Patch Management Software - Setting Up Configuring Automated Patch Deployment


Desktop Central allows automating Patch Management at various levels. For example, Administrators can:

  1. Choose to scan the systems in the network to detect the missing patches.

  2. Scan and download the missing patches.

  3. Scan, download, and deploy the missing patches.

All the above operations can be done for specific set of target computers like few systems will only be scanned, few other systems will be automatically patched and so on.

 

Follow the steps below to create scheduled tasks for automating patch management using Desktop Central:

  1. Click the Admin tab to invoke the Admin page.

  2. Click Automate Patch Deployment link available under Patch Settings

  3. Click Add Scheduled Task button and specify the following:

    1. Specify a name for the task

    2. Select the deployment option from any of the following:

      • Scan the Systems to Identify the Missing Patches: This is the default option, which scans your network to detect the vulnerable applications.

      • Scan the Systems and Download the Missing Patches: Use this option to detect the vulnerable systems/applications in your network and download the corresponding fixes from the specific vendors website.

      • Download the Missing Patches and Draft the Patch Configuration: Use this option to automatically download the missing patches from the specific vendors website and create a draft of the Patch Configuration. Configure the deployment settings.

        Automatically Download and Deploy the Missing Patches: Use this option to scan the systems periodically to identify the missing patches, download the patches from the specific vendors website, and deploy the patches to the computers. Configure the deployment settings.

      • Configure the deployment settings by specifying the following;

          • Install Options: Time when the installation should take place, during computer start up, refresh interval, or either of the above whichever is earlier.
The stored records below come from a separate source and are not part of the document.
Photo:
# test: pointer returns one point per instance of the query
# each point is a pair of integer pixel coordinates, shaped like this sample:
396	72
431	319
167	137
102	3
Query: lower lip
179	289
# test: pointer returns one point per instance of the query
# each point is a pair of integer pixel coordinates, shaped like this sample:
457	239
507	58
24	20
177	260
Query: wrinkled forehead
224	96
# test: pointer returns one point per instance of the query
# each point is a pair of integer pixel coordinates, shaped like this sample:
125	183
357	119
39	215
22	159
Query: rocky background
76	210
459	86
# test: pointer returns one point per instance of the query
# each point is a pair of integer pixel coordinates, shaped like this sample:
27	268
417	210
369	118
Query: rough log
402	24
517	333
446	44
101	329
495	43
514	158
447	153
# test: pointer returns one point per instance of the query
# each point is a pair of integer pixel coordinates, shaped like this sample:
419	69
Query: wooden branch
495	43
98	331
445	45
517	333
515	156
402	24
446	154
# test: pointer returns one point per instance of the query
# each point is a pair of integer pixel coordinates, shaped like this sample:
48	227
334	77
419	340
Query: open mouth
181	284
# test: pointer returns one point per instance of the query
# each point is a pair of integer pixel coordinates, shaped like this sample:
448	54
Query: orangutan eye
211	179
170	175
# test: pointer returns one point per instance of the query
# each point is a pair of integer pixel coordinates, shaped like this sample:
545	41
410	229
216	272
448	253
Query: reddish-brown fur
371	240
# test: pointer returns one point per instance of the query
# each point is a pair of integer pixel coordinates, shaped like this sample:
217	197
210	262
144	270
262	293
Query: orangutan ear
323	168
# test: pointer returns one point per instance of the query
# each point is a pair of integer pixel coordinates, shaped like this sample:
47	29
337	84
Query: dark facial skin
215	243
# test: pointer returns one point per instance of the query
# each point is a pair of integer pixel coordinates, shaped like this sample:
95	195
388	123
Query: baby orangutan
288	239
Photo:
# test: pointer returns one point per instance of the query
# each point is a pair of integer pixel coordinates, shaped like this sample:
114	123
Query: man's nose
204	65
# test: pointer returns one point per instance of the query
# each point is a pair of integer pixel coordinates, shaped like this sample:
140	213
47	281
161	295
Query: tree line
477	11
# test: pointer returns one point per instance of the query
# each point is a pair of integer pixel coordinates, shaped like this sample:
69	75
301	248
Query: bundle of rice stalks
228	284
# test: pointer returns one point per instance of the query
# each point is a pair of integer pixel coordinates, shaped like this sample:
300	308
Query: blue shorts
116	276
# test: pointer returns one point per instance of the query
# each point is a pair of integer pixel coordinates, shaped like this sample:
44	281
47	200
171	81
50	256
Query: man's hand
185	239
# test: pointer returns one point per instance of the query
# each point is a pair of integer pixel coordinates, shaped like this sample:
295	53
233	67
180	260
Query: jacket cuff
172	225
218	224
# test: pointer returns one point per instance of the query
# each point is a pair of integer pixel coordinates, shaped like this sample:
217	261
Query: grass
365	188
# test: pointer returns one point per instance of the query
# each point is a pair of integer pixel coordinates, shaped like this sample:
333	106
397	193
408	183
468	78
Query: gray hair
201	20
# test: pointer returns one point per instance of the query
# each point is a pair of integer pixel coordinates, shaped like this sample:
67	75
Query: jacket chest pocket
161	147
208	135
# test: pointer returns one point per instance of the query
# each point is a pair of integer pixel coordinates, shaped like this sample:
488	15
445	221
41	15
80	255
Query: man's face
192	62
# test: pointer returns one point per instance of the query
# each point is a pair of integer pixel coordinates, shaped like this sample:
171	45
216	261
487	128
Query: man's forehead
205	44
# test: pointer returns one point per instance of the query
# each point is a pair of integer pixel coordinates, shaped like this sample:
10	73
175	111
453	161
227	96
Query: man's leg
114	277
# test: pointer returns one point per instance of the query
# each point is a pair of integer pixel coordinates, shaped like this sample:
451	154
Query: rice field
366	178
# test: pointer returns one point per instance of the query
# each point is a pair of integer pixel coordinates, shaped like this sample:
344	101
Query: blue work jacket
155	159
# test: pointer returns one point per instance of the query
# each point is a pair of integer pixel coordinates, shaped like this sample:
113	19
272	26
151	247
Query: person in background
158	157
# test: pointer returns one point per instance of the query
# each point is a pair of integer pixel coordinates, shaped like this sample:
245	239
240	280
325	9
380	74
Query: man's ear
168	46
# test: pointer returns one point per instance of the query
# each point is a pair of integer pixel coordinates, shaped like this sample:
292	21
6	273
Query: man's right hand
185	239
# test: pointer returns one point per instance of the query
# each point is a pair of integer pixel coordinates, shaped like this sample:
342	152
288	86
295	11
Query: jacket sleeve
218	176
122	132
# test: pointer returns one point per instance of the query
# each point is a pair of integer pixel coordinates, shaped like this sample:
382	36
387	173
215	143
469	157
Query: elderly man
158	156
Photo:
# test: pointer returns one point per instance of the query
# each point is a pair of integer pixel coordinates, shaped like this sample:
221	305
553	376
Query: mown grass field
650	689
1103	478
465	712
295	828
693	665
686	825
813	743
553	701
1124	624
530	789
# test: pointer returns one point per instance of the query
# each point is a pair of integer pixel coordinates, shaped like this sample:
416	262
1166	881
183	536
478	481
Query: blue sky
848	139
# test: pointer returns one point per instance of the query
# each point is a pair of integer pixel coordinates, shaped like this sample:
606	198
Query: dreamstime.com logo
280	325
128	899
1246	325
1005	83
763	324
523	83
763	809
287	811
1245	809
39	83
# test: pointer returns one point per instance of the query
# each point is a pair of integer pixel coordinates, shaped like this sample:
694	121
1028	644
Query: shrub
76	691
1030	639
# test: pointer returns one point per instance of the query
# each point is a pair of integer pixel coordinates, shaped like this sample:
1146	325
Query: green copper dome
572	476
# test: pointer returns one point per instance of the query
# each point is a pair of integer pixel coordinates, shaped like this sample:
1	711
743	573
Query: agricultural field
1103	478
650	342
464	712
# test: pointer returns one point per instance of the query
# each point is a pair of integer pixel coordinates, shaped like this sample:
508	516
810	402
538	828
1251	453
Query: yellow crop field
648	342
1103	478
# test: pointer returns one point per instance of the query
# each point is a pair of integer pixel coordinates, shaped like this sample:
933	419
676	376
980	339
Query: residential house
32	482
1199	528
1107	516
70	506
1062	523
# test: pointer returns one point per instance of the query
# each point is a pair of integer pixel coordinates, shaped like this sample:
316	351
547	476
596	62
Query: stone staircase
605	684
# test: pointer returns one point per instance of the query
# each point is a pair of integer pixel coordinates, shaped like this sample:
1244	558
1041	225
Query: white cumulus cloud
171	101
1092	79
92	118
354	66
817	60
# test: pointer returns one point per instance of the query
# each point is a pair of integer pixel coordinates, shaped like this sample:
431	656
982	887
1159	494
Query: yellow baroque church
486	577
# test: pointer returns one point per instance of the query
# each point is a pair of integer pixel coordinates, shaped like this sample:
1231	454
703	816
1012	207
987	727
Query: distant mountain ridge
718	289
          • Install between time: The time interval when the installation should happen, install between time interval should be more than 2 hours.

          • Deployment Policy: Whether to continue deployment even if some patches cannot be downloaded.

          • Skip Deployment: Allow users to skip deployment.

          • Show Deployment progress: Show deployment progress in client computers.

          • Reboot policy: Whether to reboot the computer by forcing it or allow the user to reboot later.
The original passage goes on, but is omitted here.